Ähnlich insofern dass Grenzen verschwimmen.
Der Antagonist ist nachvollziehbar motiviert, der eigentliche Protagonist nicht frei von Schuld. Das Dilemma Rachemotiv und Vergebung/Versöhnung wird anders inszeniert, kommt hier aber auch stark zum tragen.

>Die Rachetrilogie hat das Thema schon als Motto, aber das war's doch auch. Und eigentlich ist es hier doch vielleicht sogar noch etwas einfacher. Die Immersion ist durch das steuern des Charakters deutlich größer als bei einem Film (egal ob man das nun als Zu- oder Abneigung empfindet).

Der Witz ist, ich persönlich hatte einen stetigen Disconnect zu den Charakteren die ich steuerte, entsprechend funktionierte die Immersion bei mir sehr sehr holprig. Das Spiel will auch einen Bruch zwischen Spielermotiv und Avatarmotiv permanent und explizit herbeiführen. Davon scheint man sich etwas zu versprechen, was wie man in diesem Thread vielfach nachlesen kann, für einen großen Teil des Publikums nicht funktioniert. Und das hätte man wissen müssen, weil genau dieses Stilmittel der am meisten kritisierte Aspekt von Teil 1 ist. Nur da ist es genau "Eine" Szene. Und ND hat genau daraus ein komplettes Videospiel gemacht wo dieser Bruch zentrales Vehikel ist.
Ist das mutig? Ja. Und das kann ich anerkennen wenn jemand von seiner Idee so überzeugt ist dass er nicht die safe bet nimmt sondern was probiert. Am Ende des Tages ist mir der Mut der Entwickler egal, er hat was produziert was für mich einen Erlebnistunnel konstruiert. Und den fand ich eher semi.

Und der Treppenwitz. Auch Oldboy setzt auf Immersion. Auch hier greift man zu einem klassischen Stilmittel aus dem Baukasten. Der Protagonist wird auf clean slate gesetzt, dadurch haben Rezipient und Protagonist die gleiche Ausgangslage, entsprechend ist da auch eine hohe Immersion mit dem Hauptcharakter dessen Perspektive wir durchgehend folgen. Wir sind mit der Figur immer auf Augenhöhe.
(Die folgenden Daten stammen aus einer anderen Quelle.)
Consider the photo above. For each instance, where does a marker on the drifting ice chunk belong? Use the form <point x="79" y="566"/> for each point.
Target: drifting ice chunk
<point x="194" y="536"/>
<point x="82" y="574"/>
Obwohl Film sich den Disconnect und mehrere Stränge deutlich problemloser als ein Videospiel erlauben kann, will Oldboy explizit nicht mit der Perspektive des Rezipienten brechen, was das Erlebnis eben so intensiv macht, und dem Twist auch weite Teile seiner Wirkungskraft beschert.

Oder kurz:
Oldboy: Hohe Immersion, i do care.
TLoU2: Stetiger Disconnect, i don't care.